Several years ago on a vacation to the beach our son and I were wrapping up an afternoon of golf at Gulf State Park and fresh seafood at one of my favorite spots, Doc’s.
We stopped at Perdido Pass on the way back to the hotel to see if anyone was catching anything. The pass is the chute between the “back bay” area where folks fish, swim, boat, have homes and such and the Gulf of Mexico. Wide, deep for big boats and lined with giant rocks, this tidal-influenced pass sometimes has incredible action for redfish, flounder and other species.
The tide was ripping and we found a line of anglers on the sidewalk rail hoisting bluefish over by, literally, the bucket-loads. A school of bluefish had moved into the pass and was set up in the water on the edge of the darkness created by the dim glow of the last vapor light on the sidewalk. It was incredible. I’ve never seen anything like that there before.
Our son was tired and so i took him back to the room, got my fishing rods and lures, and returned to try to fish. More than five hours later I crashed on our room couch tired, ecstatic, finger-bitten (the damned things have sharp teeth!), smelly and ready for more fishing. Fishing was slower the next night and the third, the blues were gone.
Why the fishing tale? Because I was told by other anglers there that bluefish “were terrible to eat” and “not good” and “bloody, oily and nasty.” So despite having a little kitchen area in our condo, I gave away all the blues I caught to other folks there. When they left, I removed the fish — carefully — from my hook and tossed them back.
This nice, short story and video in The New York Times Food section made me think of that fishing trip and my ignorance. I listened to others instead of doing my own thing. And that reminds me of what too many deer hunters do today with their delicious deer meat each hunting season.
They drown it in Italian dressing and wrap in bacon and think everything else anyone does is wrong. Or they soak it in a cooler of salted ice water until it’s gray “to get the blood and gamy flavor out!” and have dull, flavorless meat. Or they cook the beejeebers out of it until it’s hard, add too much pork or beef fat when mixing burger or sausage.
If you like it those ways, fine. But don’t be afraid to experiment. Seriously. Break out of the rut, try something new and see how things turn out. You may find out that you like something better.

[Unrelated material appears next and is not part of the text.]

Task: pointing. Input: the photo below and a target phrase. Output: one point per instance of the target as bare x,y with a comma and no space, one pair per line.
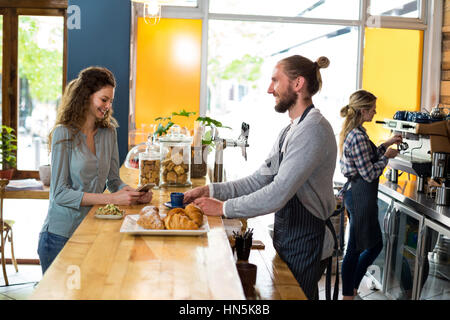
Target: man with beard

Give these Smoky Lettuce Venison Wraps a try this summer with fresh corn. Good stuff!
Servings: 2
Prep Time: 4.5 hours
Cook Time: 30 minutes
Ingredients:
1.5 lbs. venison roast
1 head of romaine lettuce/bibb lettuce
kosher salt and freshly ground black pepper, to taste
Chatellier’s Rare Game Sauce for basting
Marinade
1 orange, juiced
1 lime, juiced
2 garlic cloves, minced
1/8 cup olive oil
1/8 cup Chatellier’s Rare Game Sauce
Sage Corn Salsa
1/2 cup red onion, diced
5 ears of corn
5 Roma tomatoes (or any kind on hand)
1/2 tsp. red wine vinegar
1/8 cup olive oil
4 fresh sage leaves, finely chopped
1 Serrano pepper, seeded and chopped (optional)
salt and pepper, to taste
Preparation
1. Remove all silver-skin and fat from venison roast. Cut roast(s) accordingly so that they’re 3/4 – 1 inch thick. Sprinkle salt and pepper on both sides.
2. In a small bowl, combine marinade ingredients: orange juice, lime juice, 2 garlic cloves minced, 1/8 cup olive oil and 1/8 cup Chatellier’s Rare Game Sauce. Mix well.

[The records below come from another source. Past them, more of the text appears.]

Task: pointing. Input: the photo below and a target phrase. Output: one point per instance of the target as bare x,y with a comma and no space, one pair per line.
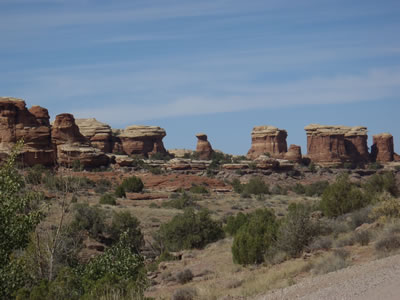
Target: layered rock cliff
203,148
143,140
267,139
99,134
336,144
17,122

3. Place venison roasts in a resealable plastic bag. Pour in marinade and marinate for 4 hours. Flip bag over after 2 hours.
4. Prepare grill. Brush olive oil over corn. Sprinkle with salt and pepper. Score an “X” into one side of the tomatoes. Brush olive oil over tomatoes and sprinkle with salt and pepper.
5. Grill corn until lightly golden all over. Grill tomatoes until slightly softened, covered. About 15 minutes. Allow tomatoes and corn to cool.
6. Remove venison roasts from marinade. Discard marinade. Grill until medium done-ness, about 5 minutes each side. Baste each side with Chatellier’s Rare Game Sauce. Let meat rest for 5 minutes.
8. With a serrated knife, slice venison thinly against the grain. Fill lettuce leaves with sliced venison and corn salsa. Enjoy like tacos!7. To make the salsa, slice kernels from corn. Chop flesh of tomatoes. Since we used Roma tomatoes, seeds were not a big problem so we didn’t bother removing. In a medium-size bowl, combine corn, chopped tomatoes, red onion, red wine vinegar, olive oil, chopped sage and Serrano chili pepper (optional). Add salt and pepper, to taste.